I am creating a new web and mobile app using Firebase, for which I have a data model layer shared between the web and mobile client apps. I want to set up automated testing of the data models using the Firebase Node.js Admin SDK.

So, I followed the instructions here https://firebase.google.com/docs/admin/setup

However, the service account credentials I download from firebase, although it is indeed downloaded as a .json file, the file does not have the form of a JSON file. It is just a long alphanumeric string with an '=' at the end.

As expected, exporting the environment variable ($ export GOOGLE_APPLICATION_CREDENTIALS=...) and then calling useApplicationDefault() results in an unexpected token error.

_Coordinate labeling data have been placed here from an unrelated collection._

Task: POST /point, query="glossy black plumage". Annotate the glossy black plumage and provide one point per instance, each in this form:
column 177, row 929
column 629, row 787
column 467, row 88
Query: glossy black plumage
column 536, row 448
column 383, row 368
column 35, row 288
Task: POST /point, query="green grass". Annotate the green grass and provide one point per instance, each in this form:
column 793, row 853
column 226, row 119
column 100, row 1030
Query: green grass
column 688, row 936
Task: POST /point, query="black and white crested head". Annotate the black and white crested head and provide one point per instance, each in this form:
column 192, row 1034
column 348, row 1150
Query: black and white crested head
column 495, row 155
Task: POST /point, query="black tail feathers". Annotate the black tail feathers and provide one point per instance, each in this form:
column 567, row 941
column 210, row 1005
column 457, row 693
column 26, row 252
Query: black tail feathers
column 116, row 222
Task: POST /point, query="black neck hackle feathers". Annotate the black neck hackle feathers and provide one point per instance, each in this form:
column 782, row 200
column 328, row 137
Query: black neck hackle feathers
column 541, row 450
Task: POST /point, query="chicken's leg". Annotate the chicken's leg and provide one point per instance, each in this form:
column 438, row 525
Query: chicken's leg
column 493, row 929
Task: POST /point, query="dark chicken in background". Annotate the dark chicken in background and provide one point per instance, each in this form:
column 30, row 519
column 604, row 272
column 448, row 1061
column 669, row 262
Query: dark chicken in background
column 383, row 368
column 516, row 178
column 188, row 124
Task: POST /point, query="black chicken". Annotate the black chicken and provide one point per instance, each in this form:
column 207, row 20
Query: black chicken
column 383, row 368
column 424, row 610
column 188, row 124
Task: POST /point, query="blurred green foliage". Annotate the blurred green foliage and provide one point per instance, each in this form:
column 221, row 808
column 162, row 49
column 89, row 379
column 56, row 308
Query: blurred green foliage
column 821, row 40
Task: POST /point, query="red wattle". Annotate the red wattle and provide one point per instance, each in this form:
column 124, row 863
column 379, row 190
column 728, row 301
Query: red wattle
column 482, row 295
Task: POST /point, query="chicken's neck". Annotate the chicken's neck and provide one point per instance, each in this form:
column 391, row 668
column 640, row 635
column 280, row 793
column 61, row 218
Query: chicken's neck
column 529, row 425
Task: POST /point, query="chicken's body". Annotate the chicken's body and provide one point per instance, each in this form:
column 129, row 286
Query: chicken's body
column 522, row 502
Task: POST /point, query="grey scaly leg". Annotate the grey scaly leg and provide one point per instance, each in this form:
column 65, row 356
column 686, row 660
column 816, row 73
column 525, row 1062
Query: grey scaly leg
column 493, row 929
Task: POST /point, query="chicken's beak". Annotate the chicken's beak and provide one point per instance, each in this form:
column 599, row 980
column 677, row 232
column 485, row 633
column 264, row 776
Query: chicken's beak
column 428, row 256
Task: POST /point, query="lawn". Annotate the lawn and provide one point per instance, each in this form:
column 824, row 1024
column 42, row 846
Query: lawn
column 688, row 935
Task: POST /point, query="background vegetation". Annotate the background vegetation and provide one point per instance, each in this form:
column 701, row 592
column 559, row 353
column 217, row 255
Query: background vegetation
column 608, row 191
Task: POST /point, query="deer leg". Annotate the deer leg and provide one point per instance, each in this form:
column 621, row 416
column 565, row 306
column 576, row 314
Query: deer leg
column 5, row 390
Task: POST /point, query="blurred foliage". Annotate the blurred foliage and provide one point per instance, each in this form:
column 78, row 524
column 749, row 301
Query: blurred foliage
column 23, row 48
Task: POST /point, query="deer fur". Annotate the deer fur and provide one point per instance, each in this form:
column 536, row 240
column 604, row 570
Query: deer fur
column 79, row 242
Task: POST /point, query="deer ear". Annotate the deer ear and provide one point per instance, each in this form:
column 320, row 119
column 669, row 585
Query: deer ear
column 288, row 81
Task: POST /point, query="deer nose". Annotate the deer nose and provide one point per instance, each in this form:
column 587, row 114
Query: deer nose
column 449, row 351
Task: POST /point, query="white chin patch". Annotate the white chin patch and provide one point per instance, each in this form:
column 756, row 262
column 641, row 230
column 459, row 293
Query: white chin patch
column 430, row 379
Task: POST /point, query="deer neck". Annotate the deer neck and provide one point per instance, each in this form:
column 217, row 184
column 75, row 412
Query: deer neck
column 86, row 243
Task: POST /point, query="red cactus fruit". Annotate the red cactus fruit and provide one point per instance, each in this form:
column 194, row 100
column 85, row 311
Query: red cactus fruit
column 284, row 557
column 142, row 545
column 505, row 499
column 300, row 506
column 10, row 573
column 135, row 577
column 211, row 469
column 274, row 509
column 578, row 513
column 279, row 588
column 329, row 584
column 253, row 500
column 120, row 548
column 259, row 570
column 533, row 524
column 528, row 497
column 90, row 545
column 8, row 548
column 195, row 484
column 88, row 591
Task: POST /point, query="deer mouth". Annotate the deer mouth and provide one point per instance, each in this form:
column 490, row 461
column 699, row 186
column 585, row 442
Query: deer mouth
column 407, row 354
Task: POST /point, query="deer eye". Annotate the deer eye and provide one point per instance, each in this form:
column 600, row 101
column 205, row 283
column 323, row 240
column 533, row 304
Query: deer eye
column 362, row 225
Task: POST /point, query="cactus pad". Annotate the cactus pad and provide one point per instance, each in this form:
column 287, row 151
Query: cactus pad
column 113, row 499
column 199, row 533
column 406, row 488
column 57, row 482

If I attempt to reconstruct the data type which I think is expected and pull the string in the file into a properly formatted JSON with the key "privateKey", then I get this error: FirebaseAppError: Invalid contents in the credentials file

If I attempt to use the code snippet provided by Firebase on the Service Account page of my project, with the raw unedited non-JSON .json file, I still get unexpected token, as expected, but if I use the edited .json file with the correctly-formatted JSON, I get a PEM error.

FirebaseAppError: Failed to parse private key: Error: Invalid PEM formatted message.

As stated, the .json file Firebase provides to me is not a JSON and only contains an alphanumeric string terminated by an '=' sign.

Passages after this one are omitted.